In seeking assistance, the industry is quick to distinguish itself from the automakers, banks and other supplicants in Washington, portraying itself as a model of innovation and American competitiveness.
“This is not a question of our companies operating with what some perceive as a flawed business model,” said Alan F. Eisenberg, an executive vice president of the Biotechnology Industry Organization, which is known as BIO. “This is about our companies taking a decade to get a product on the market, and during that time they need to have investor capital, and that capital is not available.”
The industry’s idea is to let companies turn their very weakness — their huge losses — into an asset. Under current law, net operating losses can eventually be used to offset some taxes once a company is profitable. But that does little good for companies struggling with losses and a lack of cash now.
So the industry’s proposal would let companies receive payments from the government now in exchange for giving up those tax deductions later. The industry would agree to a cap, perhaps $30 million, on the amount any single company could receive.
Mr. Eisenberg of BIO said the proposed change would be in effect only for a year and would apply to companies outside of biotechnology as well. Few other industries, though, require as much time and money to develop a product as the biotechnology industry.
Biotechnology might not seem an obvious candidate for a bailout. The industry employs only about 200,000 people in the United States, according to the accounting firm Ernst & Young; the automobile industry employs millions.
“Research-based companies that employ 30 people don’t necessarily stimulate the economy,” said a Washington lobbyist for a large pharmaceutical company, who was skeptical the proposal would win backing.
This person, who spoke on the condition of anonymity because he was not authorized to talk to the media, said the proposal’s opponents could argue that assistance was not needed because a company with a truly promising product would be able to sell the rights to that product, or the entire company, to a larger drug company.
The biotechnology industry is also notoriously risky, with many companies never achieving profitability despite spending hundreds of millions of dollars. The chief executive of Genentech has estimated the industry as a whole has lost about $100 billion since the field’s inception in 1970s. Even as of last year, the American biotechnology industry as a whole was not profitable, although it was getting close, according to Ernst & Young.
The biotechnology industry will argue that it is responsible for creating a large number of drugs now being tested that will be needed by an aging population in the future. And it will argue that it is a bastion of American competitiveness.

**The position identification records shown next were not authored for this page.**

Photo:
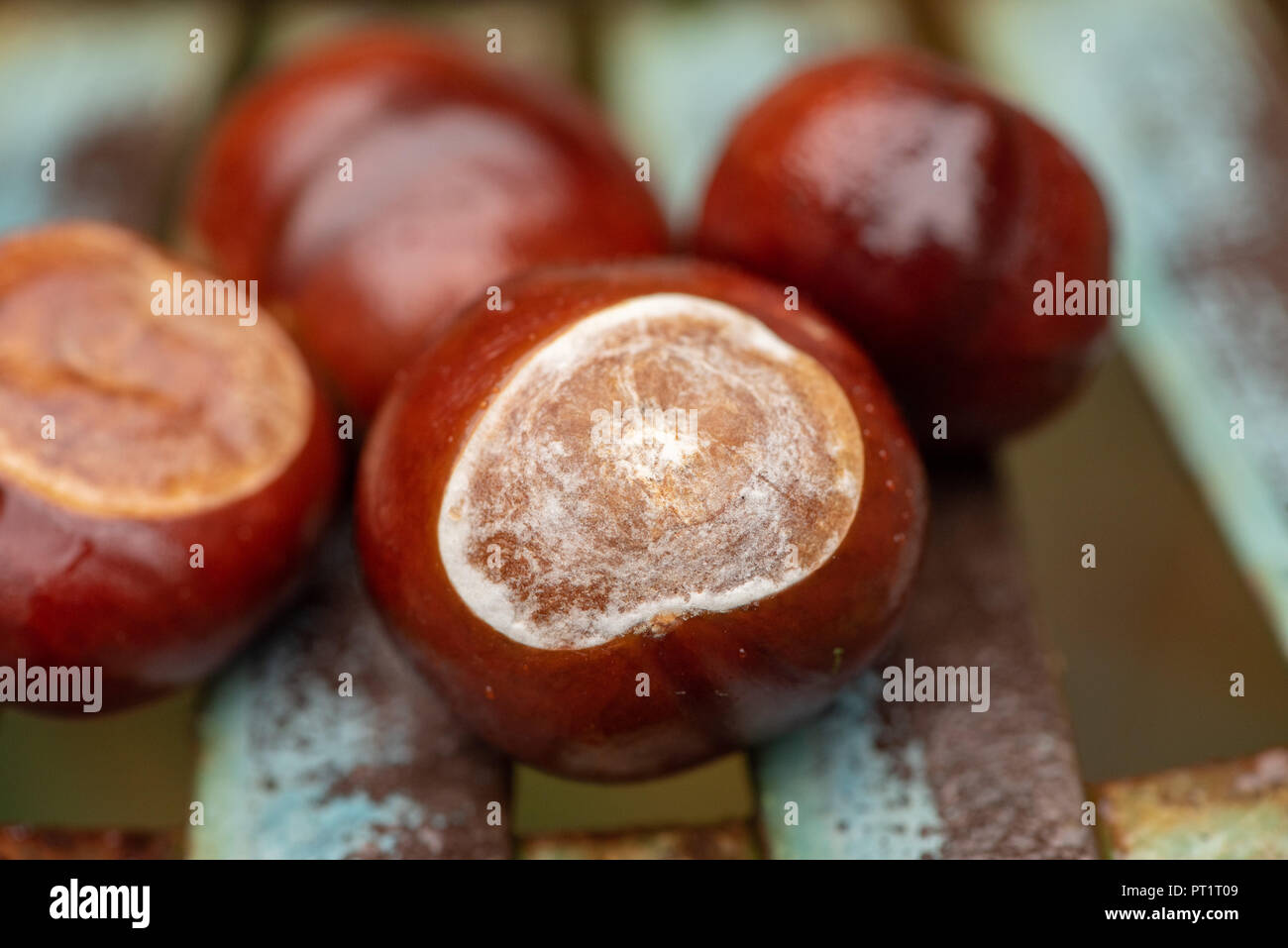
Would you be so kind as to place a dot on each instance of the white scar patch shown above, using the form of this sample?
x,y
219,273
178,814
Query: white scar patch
x,y
665,456
112,411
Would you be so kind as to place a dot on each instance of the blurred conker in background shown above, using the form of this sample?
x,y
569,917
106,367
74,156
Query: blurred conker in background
x,y
645,518
919,210
377,183
162,474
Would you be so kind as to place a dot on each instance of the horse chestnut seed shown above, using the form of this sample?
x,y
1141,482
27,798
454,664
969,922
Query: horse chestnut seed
x,y
380,181
921,211
642,517
161,475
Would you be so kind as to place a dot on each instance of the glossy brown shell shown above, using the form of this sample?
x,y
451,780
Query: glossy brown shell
x,y
78,588
825,184
717,681
463,174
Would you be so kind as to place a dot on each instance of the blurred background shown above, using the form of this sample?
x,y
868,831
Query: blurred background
x,y
1190,526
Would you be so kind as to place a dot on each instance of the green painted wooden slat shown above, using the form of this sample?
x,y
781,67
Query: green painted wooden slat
x,y
112,94
677,76
721,841
1172,93
290,768
1229,810
879,780
287,767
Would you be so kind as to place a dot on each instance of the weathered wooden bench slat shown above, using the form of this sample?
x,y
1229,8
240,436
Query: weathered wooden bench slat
x,y
880,780
1172,98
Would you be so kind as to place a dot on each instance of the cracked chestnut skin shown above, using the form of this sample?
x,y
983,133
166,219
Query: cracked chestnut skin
x,y
827,184
115,588
717,681
463,172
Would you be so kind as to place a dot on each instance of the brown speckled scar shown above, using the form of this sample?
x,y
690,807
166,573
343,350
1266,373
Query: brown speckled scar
x,y
666,456
150,415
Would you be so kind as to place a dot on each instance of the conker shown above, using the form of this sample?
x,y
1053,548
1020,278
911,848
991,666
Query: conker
x,y
919,210
643,517
162,476
380,181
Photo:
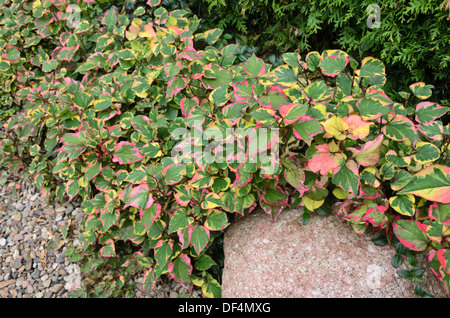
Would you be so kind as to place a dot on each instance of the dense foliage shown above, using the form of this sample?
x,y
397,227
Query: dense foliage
x,y
166,139
412,38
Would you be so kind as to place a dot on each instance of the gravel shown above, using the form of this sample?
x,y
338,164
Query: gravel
x,y
28,267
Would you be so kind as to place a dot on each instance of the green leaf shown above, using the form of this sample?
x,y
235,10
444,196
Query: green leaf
x,y
181,269
427,112
216,220
50,65
254,66
174,173
333,65
163,252
108,250
421,90
204,262
371,67
432,183
179,220
212,289
347,177
82,100
403,204
426,153
372,108
199,238
411,235
400,128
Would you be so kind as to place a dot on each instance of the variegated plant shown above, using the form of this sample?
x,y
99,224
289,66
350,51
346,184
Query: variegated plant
x,y
166,139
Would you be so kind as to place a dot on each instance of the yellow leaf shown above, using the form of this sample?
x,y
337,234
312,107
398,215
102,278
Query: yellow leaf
x,y
336,127
311,204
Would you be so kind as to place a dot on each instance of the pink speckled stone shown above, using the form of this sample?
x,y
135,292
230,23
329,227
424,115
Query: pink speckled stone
x,y
326,258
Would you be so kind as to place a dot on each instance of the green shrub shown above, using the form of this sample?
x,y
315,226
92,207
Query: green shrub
x,y
412,39
166,139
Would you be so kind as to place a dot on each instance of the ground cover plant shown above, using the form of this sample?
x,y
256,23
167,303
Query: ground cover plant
x,y
409,36
167,138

“It’s one of the few places where the U.S. is the undisputed leader of the world,” said Alexis Borisy, the chief executive of CombinatoRx, a biotech company in Cambridge, Mass., that recently cut 80 employees, or two-thirds of its work force, to conserve its cash after two drugs did not perform well in clinical trials. “Do we allow that to be cannibalized?”
The industry has paved the way in developing ways to treat rheumatoid arthritis and multiple sclerosis as well as cancer drugs like Genentech’s Avastin, ImClone’s Erbitux and Celgene’s Revlimid. OSI Pharmaceuticals, which developed the lung cancer drug Tarceva, lost a cumulative $1.3 billion from its inception in 1983 through 2006 before finally breaking into the black.
Since many companies will never reach profitability, the industry acknowledges that an upfront cash payment would have to be significantly less than the value of the deductions.
For instance, Mr. Eisenberg said, a company with $100 million in net operating losses would be entitled to about $35 million in lower federal taxes when it eventually became profitable. So perhaps the company could be paid about $20 million now, he said.